And what is a hunt if not the original problem that we sought to solve? Before we hunted other animals more powerful and massive than ourselves, our problems were probably relegated to evading becoming a meal and perhaps how to get a particularly high-perched berry.
The hunt on the other hand, especially for an animal much larger than us, requires coordination and strategy.
We might even ponder so ridiculously as to wonder if the war we wage against one another as countries and world powers is not simply an exercise in that original problem solving ability, like an artificial intelligence that plays against itself in order to level up it’s abilities. It’s without a doubt that if we had an intelligent companion different from human, we would seek to exercise the limits of our own mind against that being.
We do so on an individual and superficial level everyday when we argue with one another.
The wisest of us perhaps stay quiet most of the time, absorbing the tactics, weapons and powers of others, listening and integrating arguments far superior to their own.
With this context in place, let us wonder for a moment what it means to say:
“something about that bugs me.”
Often this is a pretty innocuous statement, directed out only to express annoyance, at some rule or the behavior of someone not present.
But what about a different usage. What about something like “It’s really bugging me that I can’t figure this out.”
What exactly is going on in this sort of instance? While trying to figure anything out, we are ultimately invoking the act of the hunt. We are searching, seeking and primed to spear that answer.
But when we fail to understand something, there are really two components: we can simply try different things until something works, or we can seek to truly understand a situation on a deep enough level that allows us to manipulate it with intention and accuracy. The issue is that the first strategy has a chance of working far faster than the second. Just throwing darts at the board is far more likely to land you a bull’s eye faster than studying the game.
That first strategy is still just a bit of a crap shoot. We often don’t seek deep understanding because it’s possible to get lucky.
When we fail to be lucky though, we need to switch strategies and down shift into a slower, more powerful gear. At that point we need to observe and allow pieces of the puzzle to slowly associate and connect, and ultimately a framework arises that allows some understanding to take shape.
Regardless, we can still get stuck, even in this gear, and there arises our prickly and frustrating sentiment.
“It’s really bugging me that I can’t figure this out.”
The symmetry of this sentiment with that of a computer program bug is about as elegant as the hunt for a solution.
The bug is ultimately in our thinking. Our framework, our understanding, is flawed, like a program with a bug in it. And our aim is ultimately not to uncover something about reality, but really to uncover something about our own self, the way we think and the assumptions we are operating on as we try to understand.
There comes a point when more research reaches diminishing returns. It’s at this point we need to question our own frame work at perhaps a fundamental level.
While google offers us the lure that someone else has likely had the same issue, the same problem and the same bug in their own thinking, this can’t be relied on for every nook and cranny of life.

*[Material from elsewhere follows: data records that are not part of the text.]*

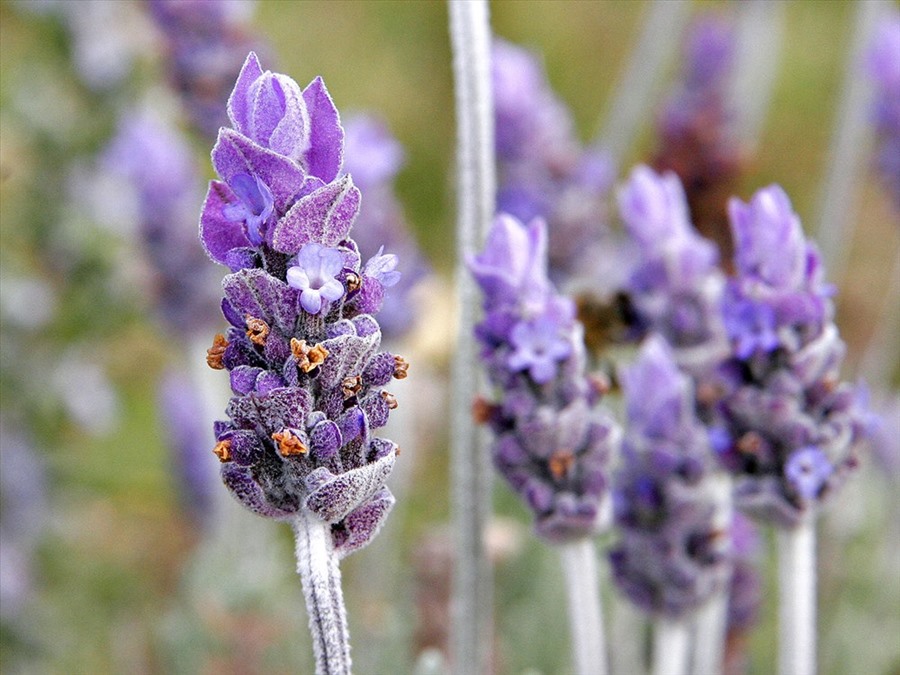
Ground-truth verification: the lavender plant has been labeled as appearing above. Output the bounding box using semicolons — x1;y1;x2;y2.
609;335;731;674
652;14;742;263
866;9;900;211
709;185;869;675
617;164;729;375
199;52;405;673
470;213;617;674
492;38;613;286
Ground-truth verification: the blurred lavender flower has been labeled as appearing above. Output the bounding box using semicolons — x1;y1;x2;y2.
104;111;220;333
866;9;900;211
653;14;742;262
711;186;869;528
0;424;48;625
148;0;262;139
469;214;617;543
492;38;614;285
200;50;402;554
609;336;730;619
617;165;728;373
724;513;762;675
342;115;430;338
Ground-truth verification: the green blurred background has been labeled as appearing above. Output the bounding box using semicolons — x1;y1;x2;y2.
1;1;898;673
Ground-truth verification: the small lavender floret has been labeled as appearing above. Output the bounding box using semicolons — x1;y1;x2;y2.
618;166;728;371
712;186;868;528
470;214;617;543
866;10;900;211
609;336;730;619
199;52;403;556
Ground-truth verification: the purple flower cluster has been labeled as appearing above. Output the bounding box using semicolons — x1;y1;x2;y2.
609;336;730;619
492;38;613;283
866;10;900;211
617;165;728;372
711;186;868;528
199;52;405;557
469;214;617;543
148;0;262;139
342;115;430;338
653;15;741;261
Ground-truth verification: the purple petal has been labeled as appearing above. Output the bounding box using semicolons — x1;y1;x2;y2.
227;52;264;135
212;128;306;213
305;450;395;523
302;76;344;182
221;463;296;519
271;175;361;253
200;180;252;265
333;487;395;559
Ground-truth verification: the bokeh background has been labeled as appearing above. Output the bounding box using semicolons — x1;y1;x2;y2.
1;1;898;673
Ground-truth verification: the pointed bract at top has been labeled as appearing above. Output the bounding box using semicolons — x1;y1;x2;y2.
302;76;345;183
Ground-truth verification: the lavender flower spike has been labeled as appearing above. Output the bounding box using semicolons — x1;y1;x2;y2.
713;184;868;528
200;52;406;674
618;165;728;373
866;9;900;211
609;335;730;621
471;213;616;674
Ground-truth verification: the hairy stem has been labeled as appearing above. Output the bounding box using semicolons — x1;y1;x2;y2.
293;511;352;675
777;521;816;675
448;1;496;673
559;539;608;675
653;617;690;675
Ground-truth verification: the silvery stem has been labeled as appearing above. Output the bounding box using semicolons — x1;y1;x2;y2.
653;617;690;675
777;520;816;675
594;0;691;169
447;1;496;673
690;474;733;675
559;539;608;675
293;511;352;675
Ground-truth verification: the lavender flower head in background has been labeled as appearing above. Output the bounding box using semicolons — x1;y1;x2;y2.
199;51;405;557
469;214;617;543
653;14;742;263
711;185;869;528
617;165;728;373
609;335;730;618
148;0;262;139
865;9;900;211
492;38;614;285
342;115;430;338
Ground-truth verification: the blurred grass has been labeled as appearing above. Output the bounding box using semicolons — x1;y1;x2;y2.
1;1;898;673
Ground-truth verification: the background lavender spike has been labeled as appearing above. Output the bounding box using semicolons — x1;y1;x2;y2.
147;0;264;140
711;185;870;529
492;37;614;286
652;13;743;264
609;336;731;623
616;164;729;375
865;6;900;213
470;213;615;674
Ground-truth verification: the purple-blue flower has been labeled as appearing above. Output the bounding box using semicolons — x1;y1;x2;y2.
507;313;572;384
784;446;832;502
286;243;346;314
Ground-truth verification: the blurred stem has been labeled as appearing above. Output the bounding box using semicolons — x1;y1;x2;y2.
593;0;691;170
293;511;352;675
447;1;496;674
858;250;900;386
814;0;885;280
559;539;608;675
777;521;816;675
653;617;690;675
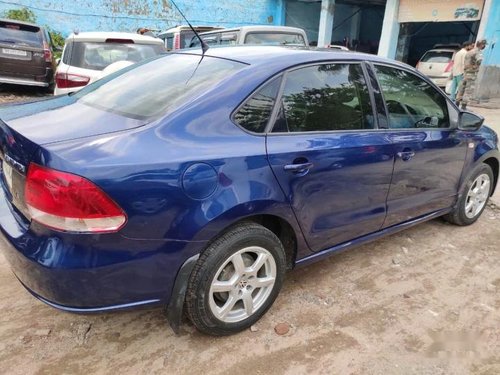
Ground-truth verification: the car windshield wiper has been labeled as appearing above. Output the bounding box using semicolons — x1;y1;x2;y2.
0;39;17;44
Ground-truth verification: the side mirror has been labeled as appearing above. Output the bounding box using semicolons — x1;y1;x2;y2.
55;58;61;65
458;111;484;131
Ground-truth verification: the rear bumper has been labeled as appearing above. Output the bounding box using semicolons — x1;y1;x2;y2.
0;76;48;87
429;77;449;87
0;187;204;312
0;67;53;88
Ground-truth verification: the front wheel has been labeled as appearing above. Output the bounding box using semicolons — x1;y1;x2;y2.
444;163;494;226
185;222;286;336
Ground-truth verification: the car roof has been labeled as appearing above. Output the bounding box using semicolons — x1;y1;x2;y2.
67;31;163;45
198;25;306;35
179;45;412;70
0;18;42;28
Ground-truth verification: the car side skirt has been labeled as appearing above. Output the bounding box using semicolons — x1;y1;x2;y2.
295;207;452;268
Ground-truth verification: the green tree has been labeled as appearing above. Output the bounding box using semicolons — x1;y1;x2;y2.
3;7;36;23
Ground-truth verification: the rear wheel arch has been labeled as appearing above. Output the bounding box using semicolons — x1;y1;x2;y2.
202;214;298;270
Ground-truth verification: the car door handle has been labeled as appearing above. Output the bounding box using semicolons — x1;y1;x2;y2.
396;151;416;161
284;162;313;173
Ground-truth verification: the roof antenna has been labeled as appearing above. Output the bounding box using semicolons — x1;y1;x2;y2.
169;0;209;54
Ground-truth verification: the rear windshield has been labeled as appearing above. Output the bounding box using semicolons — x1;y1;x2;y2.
420;51;453;63
0;21;43;47
244;32;305;46
68;41;164;70
75;53;245;119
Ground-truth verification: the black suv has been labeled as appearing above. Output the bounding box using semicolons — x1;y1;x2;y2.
0;18;55;89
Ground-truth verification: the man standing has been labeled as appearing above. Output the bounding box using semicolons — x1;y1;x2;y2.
456;39;487;109
450;41;472;101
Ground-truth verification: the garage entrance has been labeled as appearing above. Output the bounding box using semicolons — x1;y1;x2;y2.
398;21;479;66
284;0;386;53
394;0;484;66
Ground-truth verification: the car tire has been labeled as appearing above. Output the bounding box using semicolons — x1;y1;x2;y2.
444;163;494;226
185;222;286;336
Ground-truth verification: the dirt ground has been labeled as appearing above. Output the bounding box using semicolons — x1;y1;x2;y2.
0;86;499;375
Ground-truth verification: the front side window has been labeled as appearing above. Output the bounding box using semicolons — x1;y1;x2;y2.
374;65;449;129
233;77;281;133
275;63;374;132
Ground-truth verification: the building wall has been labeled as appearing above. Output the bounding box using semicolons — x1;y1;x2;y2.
0;0;284;36
477;0;500;99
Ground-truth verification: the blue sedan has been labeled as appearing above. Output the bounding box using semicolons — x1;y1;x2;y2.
0;46;498;335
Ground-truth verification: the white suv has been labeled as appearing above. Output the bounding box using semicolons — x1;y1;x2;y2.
54;32;164;95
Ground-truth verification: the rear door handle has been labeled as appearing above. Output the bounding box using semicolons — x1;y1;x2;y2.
284;162;313;173
396;151;415;161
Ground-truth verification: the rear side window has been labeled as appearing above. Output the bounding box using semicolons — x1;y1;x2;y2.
76;54;245;119
234;77;281;133
374;65;449;129
420;51;453;63
0;21;43;47
68;42;163;70
275;63;374;132
244;32;305;46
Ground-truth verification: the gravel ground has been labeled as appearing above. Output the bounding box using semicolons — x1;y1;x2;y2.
0;88;499;375
0;84;50;104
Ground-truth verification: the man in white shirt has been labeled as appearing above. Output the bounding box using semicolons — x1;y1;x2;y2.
450;41;473;101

At a certain point we must start querying our own assumption with questions that try to knock our own framework apart. Finding that weakest point, the place in the code where the bug fails to let the operation pass on as we hopes and as we imagine – it turns into a game of battleship. Taking random pot shots at our own thinking until we land a hit that seems promising, that provokes our curiosity and draws in our attention.
Hmm. That was unexpected, we think, and suddenly we tip toe closer to the bug hiding beneath a cloud of the unknown.
We take another shot at our own framework and hit something else. Slowly we gain an understanding of an invisible territory. The territory of the bug. With enough questions, turned inward, onto our own thinking, we can eventually hit it, understand.
and move forward.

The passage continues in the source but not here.